Ahh… it feels good to be awake at 5; and being intoxicated not because of alcohol but probably lack of sleep. Last time I think that happened was during my last year of grad school. And I am so glad for it as it helps to actually unclutter my mind a bit.
Lets start with the questions:
1) So do I want to continue at ZS? For how long?
2) Do I want to do an MBA? If yes, when? If in 2013, then when do I give GMAT? And when do I start preparing? What about other stuff?
3) USA or India? Thats the eternal question but I think its too complex to answer now. Frankly, I do want to go back and give something back to India. I don’t know when and how. Maybe I join an NGO for sometime and just work there. Or maybe go back after a few years and just work there. I think going right now is a better idea – maybe look for startups working in the social sector – email prabha sinha about his solar energy work there (GreenLight Planet Inc)

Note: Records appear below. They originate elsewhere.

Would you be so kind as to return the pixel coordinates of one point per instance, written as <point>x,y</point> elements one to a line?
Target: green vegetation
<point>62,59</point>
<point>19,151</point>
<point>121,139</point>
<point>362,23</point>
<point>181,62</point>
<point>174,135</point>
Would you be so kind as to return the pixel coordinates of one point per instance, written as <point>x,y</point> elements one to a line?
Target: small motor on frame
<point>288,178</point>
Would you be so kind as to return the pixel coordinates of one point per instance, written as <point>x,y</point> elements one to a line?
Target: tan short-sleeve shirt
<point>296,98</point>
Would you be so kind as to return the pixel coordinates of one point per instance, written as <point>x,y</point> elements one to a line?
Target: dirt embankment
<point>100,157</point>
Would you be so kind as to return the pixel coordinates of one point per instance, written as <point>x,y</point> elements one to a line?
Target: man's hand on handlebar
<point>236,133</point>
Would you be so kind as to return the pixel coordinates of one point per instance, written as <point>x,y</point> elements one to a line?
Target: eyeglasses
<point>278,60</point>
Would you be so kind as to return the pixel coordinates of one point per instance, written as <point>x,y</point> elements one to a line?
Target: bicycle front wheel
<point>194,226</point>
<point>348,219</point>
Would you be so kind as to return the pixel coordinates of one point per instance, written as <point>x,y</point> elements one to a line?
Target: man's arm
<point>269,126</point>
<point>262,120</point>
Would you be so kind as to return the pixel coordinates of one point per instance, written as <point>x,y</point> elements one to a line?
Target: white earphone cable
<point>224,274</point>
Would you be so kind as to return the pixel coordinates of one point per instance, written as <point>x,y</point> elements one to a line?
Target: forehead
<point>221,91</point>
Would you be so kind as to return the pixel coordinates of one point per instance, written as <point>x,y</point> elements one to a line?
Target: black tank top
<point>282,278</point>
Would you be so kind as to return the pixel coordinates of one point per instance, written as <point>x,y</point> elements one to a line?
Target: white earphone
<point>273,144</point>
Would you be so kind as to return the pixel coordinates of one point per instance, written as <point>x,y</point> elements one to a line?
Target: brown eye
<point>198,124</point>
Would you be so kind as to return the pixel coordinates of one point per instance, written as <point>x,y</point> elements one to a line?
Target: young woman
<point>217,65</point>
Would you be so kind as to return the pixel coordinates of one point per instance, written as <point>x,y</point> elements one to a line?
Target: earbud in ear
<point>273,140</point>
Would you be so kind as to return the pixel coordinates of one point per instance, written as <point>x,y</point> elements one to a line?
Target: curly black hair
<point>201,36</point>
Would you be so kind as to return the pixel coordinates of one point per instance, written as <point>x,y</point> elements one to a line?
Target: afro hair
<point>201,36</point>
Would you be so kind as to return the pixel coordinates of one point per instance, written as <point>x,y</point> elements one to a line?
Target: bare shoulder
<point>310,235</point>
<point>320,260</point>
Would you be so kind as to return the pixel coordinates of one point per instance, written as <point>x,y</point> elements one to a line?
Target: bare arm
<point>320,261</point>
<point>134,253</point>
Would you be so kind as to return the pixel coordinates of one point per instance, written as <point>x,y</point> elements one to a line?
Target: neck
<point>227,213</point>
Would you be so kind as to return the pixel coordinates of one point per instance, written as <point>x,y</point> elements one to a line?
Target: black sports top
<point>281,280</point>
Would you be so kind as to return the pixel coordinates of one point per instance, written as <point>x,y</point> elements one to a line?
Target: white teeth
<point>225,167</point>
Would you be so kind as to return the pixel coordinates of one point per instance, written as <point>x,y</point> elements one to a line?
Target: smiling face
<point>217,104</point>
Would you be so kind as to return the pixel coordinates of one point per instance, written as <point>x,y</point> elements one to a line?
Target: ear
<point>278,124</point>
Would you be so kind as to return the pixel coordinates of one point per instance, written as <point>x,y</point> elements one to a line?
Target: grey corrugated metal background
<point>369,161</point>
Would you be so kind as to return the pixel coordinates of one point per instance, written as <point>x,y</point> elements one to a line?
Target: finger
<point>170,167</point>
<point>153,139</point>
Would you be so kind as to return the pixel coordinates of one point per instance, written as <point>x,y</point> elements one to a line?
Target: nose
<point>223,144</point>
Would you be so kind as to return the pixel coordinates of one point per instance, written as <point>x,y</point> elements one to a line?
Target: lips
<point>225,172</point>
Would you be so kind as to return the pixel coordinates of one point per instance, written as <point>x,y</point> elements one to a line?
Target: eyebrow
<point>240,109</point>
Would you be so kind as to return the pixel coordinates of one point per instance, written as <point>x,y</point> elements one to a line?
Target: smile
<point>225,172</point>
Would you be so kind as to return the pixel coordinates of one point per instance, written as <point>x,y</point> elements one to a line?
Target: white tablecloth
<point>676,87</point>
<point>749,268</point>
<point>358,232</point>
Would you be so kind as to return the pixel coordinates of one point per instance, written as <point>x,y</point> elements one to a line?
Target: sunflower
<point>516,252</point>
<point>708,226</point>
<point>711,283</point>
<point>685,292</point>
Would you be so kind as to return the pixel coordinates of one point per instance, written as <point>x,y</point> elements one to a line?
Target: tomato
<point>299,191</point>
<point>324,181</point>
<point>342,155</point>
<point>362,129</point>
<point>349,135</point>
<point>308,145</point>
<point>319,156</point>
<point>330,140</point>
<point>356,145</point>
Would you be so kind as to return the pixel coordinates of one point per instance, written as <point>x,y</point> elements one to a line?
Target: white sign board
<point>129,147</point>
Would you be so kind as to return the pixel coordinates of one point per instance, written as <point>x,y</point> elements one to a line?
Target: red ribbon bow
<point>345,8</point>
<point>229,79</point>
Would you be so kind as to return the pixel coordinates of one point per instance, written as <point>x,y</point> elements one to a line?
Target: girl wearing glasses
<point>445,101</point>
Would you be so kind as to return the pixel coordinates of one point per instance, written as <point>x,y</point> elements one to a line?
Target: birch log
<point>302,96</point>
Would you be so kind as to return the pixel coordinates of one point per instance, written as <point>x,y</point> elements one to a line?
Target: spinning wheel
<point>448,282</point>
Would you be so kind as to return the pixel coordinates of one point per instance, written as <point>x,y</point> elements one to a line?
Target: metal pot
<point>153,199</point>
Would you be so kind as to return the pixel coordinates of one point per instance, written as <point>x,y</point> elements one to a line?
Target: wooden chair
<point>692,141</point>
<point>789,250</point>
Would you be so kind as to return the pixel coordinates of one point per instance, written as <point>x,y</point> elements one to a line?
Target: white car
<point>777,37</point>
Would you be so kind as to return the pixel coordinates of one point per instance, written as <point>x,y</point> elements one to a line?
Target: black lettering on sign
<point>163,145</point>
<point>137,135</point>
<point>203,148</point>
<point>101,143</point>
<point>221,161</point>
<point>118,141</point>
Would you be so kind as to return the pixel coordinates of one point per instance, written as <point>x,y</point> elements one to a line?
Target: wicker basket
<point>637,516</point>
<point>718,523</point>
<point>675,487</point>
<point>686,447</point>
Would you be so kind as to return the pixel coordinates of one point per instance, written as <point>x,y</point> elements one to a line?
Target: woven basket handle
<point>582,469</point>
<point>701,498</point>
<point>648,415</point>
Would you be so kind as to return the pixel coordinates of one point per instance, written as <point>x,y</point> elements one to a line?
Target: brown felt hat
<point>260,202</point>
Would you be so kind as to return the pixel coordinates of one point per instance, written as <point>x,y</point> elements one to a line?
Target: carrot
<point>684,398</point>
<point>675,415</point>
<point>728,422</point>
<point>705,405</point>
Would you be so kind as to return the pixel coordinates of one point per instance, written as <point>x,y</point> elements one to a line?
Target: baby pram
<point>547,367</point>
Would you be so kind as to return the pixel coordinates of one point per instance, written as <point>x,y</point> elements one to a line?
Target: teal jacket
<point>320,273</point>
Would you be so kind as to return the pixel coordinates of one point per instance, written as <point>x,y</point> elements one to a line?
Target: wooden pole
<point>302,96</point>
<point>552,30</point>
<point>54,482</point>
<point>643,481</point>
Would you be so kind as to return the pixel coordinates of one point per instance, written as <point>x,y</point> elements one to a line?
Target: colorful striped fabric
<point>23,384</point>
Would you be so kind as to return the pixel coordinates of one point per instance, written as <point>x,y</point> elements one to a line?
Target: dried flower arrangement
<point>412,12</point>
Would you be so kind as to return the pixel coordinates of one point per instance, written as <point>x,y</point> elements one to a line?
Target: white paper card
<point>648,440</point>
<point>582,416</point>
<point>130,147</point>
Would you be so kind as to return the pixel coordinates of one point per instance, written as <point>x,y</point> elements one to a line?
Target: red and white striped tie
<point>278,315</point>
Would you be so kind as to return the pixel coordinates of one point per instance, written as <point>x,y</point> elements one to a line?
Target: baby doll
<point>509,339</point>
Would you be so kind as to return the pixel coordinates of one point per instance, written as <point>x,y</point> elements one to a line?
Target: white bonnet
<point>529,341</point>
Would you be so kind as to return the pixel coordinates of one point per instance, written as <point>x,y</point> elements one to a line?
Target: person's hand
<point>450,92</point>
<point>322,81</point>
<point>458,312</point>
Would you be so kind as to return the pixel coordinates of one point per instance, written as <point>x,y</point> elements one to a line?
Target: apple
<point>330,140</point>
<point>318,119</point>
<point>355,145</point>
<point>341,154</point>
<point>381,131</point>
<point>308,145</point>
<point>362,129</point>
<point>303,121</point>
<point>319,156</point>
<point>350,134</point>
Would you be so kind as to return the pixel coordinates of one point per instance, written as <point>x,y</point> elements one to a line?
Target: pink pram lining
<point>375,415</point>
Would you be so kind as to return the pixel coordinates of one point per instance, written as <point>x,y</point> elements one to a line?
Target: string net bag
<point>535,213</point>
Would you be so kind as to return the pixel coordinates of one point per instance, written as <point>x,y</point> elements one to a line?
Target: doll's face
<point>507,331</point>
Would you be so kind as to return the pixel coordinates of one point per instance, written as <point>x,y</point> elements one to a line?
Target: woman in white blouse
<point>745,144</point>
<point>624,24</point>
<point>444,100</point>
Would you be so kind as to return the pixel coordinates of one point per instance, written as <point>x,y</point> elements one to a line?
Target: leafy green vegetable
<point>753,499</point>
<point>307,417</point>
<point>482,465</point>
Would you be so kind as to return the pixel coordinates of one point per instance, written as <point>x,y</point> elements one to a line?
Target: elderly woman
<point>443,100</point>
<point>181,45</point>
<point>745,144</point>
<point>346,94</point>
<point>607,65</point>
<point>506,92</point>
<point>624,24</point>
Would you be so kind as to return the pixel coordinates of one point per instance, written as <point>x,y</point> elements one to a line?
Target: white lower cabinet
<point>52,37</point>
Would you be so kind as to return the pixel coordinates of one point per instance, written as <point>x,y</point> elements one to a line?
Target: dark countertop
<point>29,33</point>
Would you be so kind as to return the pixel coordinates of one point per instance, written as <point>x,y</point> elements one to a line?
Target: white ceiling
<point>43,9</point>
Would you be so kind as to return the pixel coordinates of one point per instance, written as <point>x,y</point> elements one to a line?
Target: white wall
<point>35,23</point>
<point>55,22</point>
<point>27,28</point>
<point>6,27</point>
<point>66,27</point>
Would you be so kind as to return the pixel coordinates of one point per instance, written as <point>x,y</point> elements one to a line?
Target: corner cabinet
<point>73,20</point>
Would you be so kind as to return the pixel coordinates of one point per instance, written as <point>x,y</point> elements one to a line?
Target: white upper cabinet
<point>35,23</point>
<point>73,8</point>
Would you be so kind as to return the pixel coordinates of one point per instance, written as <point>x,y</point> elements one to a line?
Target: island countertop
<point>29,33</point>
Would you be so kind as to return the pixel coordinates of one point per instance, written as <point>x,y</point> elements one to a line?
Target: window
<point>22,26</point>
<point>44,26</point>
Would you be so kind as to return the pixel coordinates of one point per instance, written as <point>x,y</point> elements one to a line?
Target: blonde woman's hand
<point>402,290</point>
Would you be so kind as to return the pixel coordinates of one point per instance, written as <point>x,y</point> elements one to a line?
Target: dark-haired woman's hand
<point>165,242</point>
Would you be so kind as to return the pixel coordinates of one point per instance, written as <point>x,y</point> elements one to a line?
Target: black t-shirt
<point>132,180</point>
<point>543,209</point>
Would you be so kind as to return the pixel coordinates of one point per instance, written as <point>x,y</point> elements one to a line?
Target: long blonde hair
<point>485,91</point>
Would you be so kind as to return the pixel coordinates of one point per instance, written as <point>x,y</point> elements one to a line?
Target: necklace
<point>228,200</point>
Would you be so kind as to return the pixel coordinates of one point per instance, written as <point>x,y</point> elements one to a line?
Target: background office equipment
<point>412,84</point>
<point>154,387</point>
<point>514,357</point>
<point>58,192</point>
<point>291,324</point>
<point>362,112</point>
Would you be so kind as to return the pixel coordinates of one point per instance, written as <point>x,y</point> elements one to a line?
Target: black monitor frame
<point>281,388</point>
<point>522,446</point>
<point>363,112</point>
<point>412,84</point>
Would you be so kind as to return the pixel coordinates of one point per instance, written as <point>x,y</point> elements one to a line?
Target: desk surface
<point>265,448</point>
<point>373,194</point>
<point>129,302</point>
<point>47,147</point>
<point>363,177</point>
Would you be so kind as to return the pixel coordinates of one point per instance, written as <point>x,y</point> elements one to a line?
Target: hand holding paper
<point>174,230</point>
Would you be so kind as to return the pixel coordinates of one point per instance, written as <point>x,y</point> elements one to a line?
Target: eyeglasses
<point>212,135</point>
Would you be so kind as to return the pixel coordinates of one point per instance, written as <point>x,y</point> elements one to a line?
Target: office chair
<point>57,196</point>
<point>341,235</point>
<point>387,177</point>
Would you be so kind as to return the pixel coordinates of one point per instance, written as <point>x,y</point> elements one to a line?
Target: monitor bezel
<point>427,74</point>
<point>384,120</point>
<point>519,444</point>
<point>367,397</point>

4) Do I continue to concern myself in getting more actively involved in fun stuff? Or do I let things be and focus more on career. Frankly, things are fine for now – I play soccer/dodgeball once a week, go out for movie/dinner/drinks with my co-workers once in a while, play tennis with my brother/cousin once in 2 weeks, go hiking (should do more of this) and going for a run atleast 2 days a week. I do a lot of cooking (its so therapeutic and I love it) – I am amazed how far I have developed my skills in just a few months. Plus all the household work – paying the bills, laundry, ironing, washing the dishes and vacuuming the apartment. That shouldn’t leave a lot of time but to be frank again, I do have awfully lot of spare time still left in a day that I spend watching TV or simply browsing. And thats what I want to change big time. Instead I can read if not write – start studying for GMAT, just go to the gym upstairs.
Anyways, long story short, stop thinking and actually start doing stuff. Write emails, dont worry about responses or what people think. Don’t worry too much about the future and do stuff that makes you happy; and not simply because of peer pressure.